David Lytton Identified As Mystery Man Found Dead On Saddleworth Moor

He was carrying nothing except three train tickets and £130 in cash.

The mystery of an unknown man who was found dead on a moor with poison in his body more than a year ago has finally been solved.

The man, dubbed Neil Dovestones in reference to the area on Saddleworth Moor where he was found, has been identified as David Lytton.

Greater Manchester Police said on Thursday that Lytton’s identity was confirmed by senior coroner for Oldham, Simon Nelson, after more than a year of investigations and appeals.

The 67-year-old, from London, was found dead on 12 December 2015 on the Chew track leading from Dovestones Reservoir boating lake to Indians Head, on the moor in the Pennines.

An artist's impression issued when David Lytton's body was found in December 2015
An artist's impression issued when David Lytton's body was found in December 2015
GMP

Lytton was found smartly dressed, carrying only three train tickets and £130 in cash.

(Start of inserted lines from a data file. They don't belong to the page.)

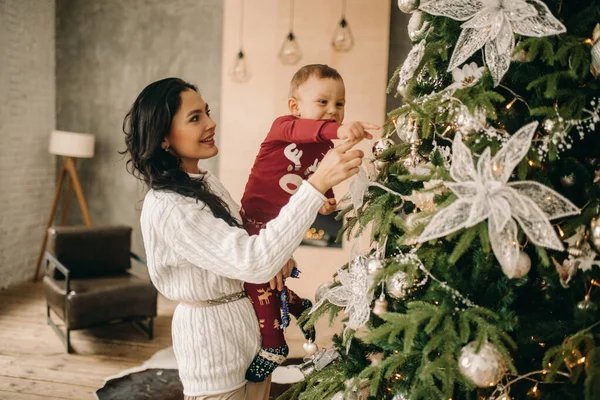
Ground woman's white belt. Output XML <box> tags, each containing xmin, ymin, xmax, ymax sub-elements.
<box><xmin>180</xmin><ymin>290</ymin><xmax>246</xmax><ymax>307</ymax></box>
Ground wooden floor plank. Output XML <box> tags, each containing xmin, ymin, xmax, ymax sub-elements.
<box><xmin>0</xmin><ymin>376</ymin><xmax>95</xmax><ymax>400</ymax></box>
<box><xmin>0</xmin><ymin>282</ymin><xmax>176</xmax><ymax>400</ymax></box>
<box><xmin>0</xmin><ymin>390</ymin><xmax>62</xmax><ymax>400</ymax></box>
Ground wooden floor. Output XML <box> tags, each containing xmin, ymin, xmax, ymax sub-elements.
<box><xmin>0</xmin><ymin>283</ymin><xmax>176</xmax><ymax>400</ymax></box>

He had been poisoned with strychnine which he may have administered himself, police said.

Lytton was found to have a 10cm plate in his left leg, inserted between 2001 and 2015, which indicated he underwent the operation in Pakistan.

A container of medicine found on his body was also linked to Pakistan, the Press Association reported.

Lytton was identified in CCTV at Ealing Broadway station in London and Manchester Piccadilly station.

The day before he had travelled by train from London to Manchester and later went into The Clarence pub in Greenfield, Saddleworth, where he asked the landlord the way to “the top of the mountain”.

The coroner said Lytton’s name had been confirmed after detectives discovered he had travelled from Lahore, Pakistan, to the UK two days before his death.

An inquest in Heywood was told on Thursday that extensive police inquiries led to detectives concentrating on flight data from Pakistan to London.

David Lytton's body was found on Saddleworth Moor
David Lytton's body was found on Saddleworth Moor
Dave Thompson/PA Archive

Manchester North Coroner Simon Nelson Nelson said he and the investigating officer, Detective Sergeant John Coleman, were “anxious” that the information on Lytton’s identity be made public “without delay”, but he added: “There are other areas of inquiry that need to be pursued and they are being pursued in order that I can fulfil my statutory obligations and conclude my inquest in due course.

“I am extremely anxious that the surviving members of the deceased’s family be left in peace as such and can come to terms with their grievous loss in the days, weeks and months that follow, and they not be subjected to any unnecessary intrusion.”

A number of theories about Lytton’s identity had been discounted, including speculation that he had survived a plane crash in 1949 near Indian’s Head - the outcrop where he was discovered by a cyclist - that killed 24 people, and may have made a pilgrimage to the site.

Also a man from Northern Ireland contacted police to say the released image of the mystery man bore a resemblance to his father who had gone missing more than 20 years before. DNA checks later ruled him out.

A full inquest will be held at Rochdale Coroners Court on 14 March.